HILLARY ON RACE....In the Wall Street Journal today, Gerald Seib suggests that it's not just the black candidate who ought to address the subject of race in the Democratic primary:

As fears of a racial divide move from the wings to center stage for Democrats, it has largely been Sen. Barack Obama who has been called upon to address the subject....Undoubtedly, he'll have to do so again, in the wake of an appearance at the National Press Club Monday by his former pastor, the Rev. Jeremiah Wright Jr., whose commentaries on the state of American society have done as much as anything to bring race out of the campaign's shadows.

Yet it is Sen. Clinton who now has the greater ability to ease racial tensions within her party. Arguably, she also has the greater need to do so, for her long-term standing.

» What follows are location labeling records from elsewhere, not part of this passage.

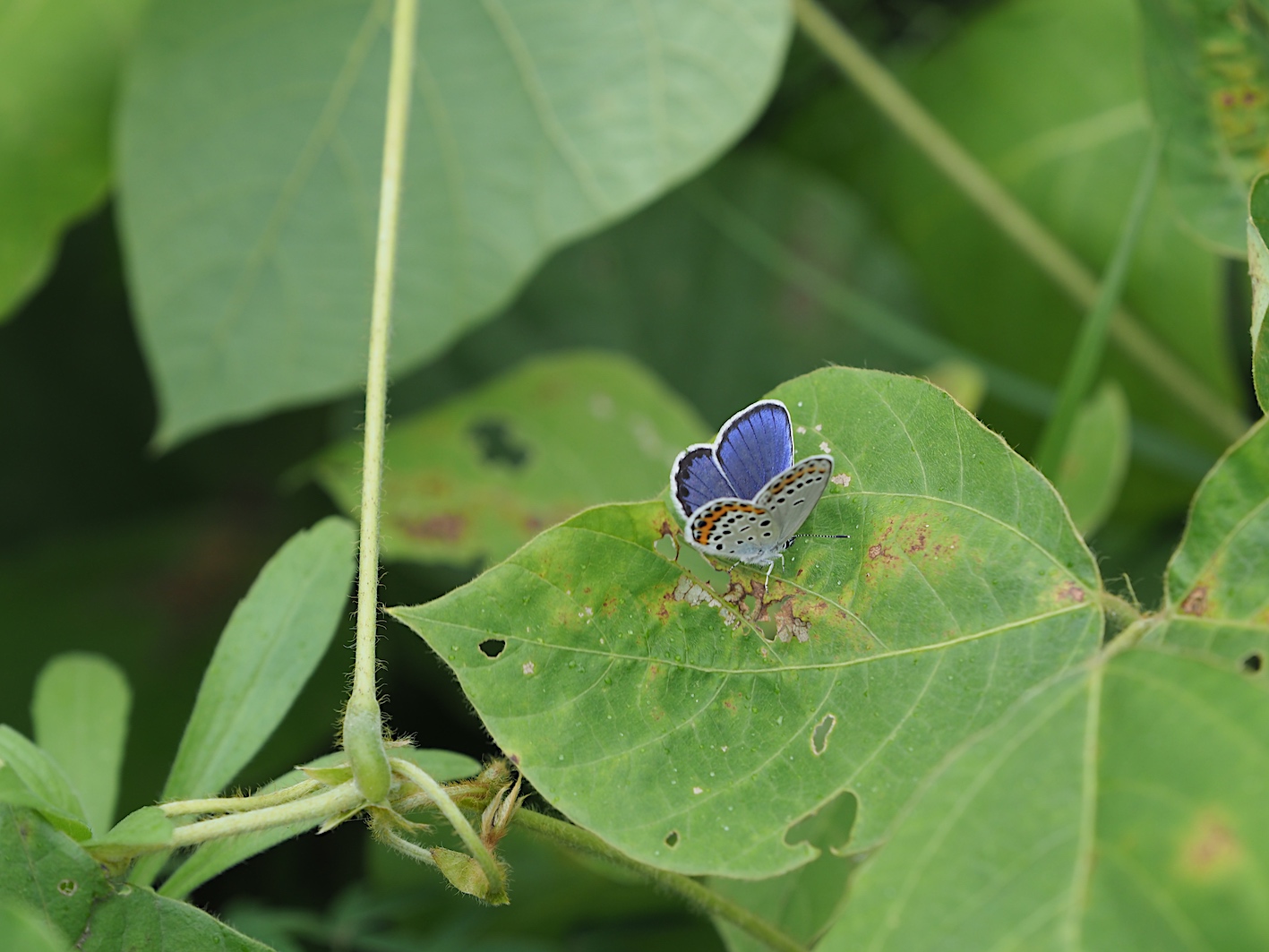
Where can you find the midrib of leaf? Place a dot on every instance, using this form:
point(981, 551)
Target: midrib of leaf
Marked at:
point(298, 595)
point(309, 155)
point(551, 127)
point(1004, 525)
point(962, 803)
point(775, 669)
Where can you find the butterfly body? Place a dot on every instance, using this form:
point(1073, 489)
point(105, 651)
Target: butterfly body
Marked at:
point(742, 495)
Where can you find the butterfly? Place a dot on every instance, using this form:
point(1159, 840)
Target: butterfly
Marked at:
point(742, 496)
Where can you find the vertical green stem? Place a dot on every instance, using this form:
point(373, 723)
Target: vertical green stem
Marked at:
point(1083, 365)
point(1001, 209)
point(363, 727)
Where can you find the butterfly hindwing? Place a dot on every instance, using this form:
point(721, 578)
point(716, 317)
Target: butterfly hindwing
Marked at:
point(791, 495)
point(742, 495)
point(735, 528)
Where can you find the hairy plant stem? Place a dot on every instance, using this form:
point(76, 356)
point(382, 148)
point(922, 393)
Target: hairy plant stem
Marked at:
point(1001, 209)
point(363, 723)
point(459, 820)
point(234, 805)
point(1085, 359)
point(691, 891)
point(317, 806)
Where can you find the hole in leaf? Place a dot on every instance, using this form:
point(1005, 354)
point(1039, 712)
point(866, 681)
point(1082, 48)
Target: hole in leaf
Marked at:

The rapidly congealing conventional wisdom suggests that Obama is in deep trouble after Jeremiah Wright's remarks yesterday and needs to disown him completely. This might be true: some of Wright's comments, especially his impromptu answers to questions about AIDS and Louis Farrakhan, are obviously damaging as hell to Obama's cause.

But Seib is right: Hillary Clinton could go a long way toward easing the tension that's threatening to open a very deep breach within the Democratic Party. And she should. It wouldn't be easy: she's not a naturally gifted speaker, as Obama and Bill Clinton are, and every word she said would be scrutinized for double meaning and disingenuousness. Still, why shouldn't the white candidate talk about this too? Defend Wright where he's defensible and criticize him where he isn't. Repudiate the ugliness that's overtaken the campaign — much of it her own doing — and say plainly that it's unfair to keep pretending that Obama bears responsibility for another person's words. Take the press to task for focusing on trivia, and the public as well for holding a black preacher to a different standard than white ones like John Hagee, whose comments have been every bit as incendiary as anything Wright has said. Talk as honestly about race from a white perspective as Obama did last month from a black perspective.

It wouldn't be easy. But then, she wants to president, doesn't she? That's not a job where you get to duck the tough issues.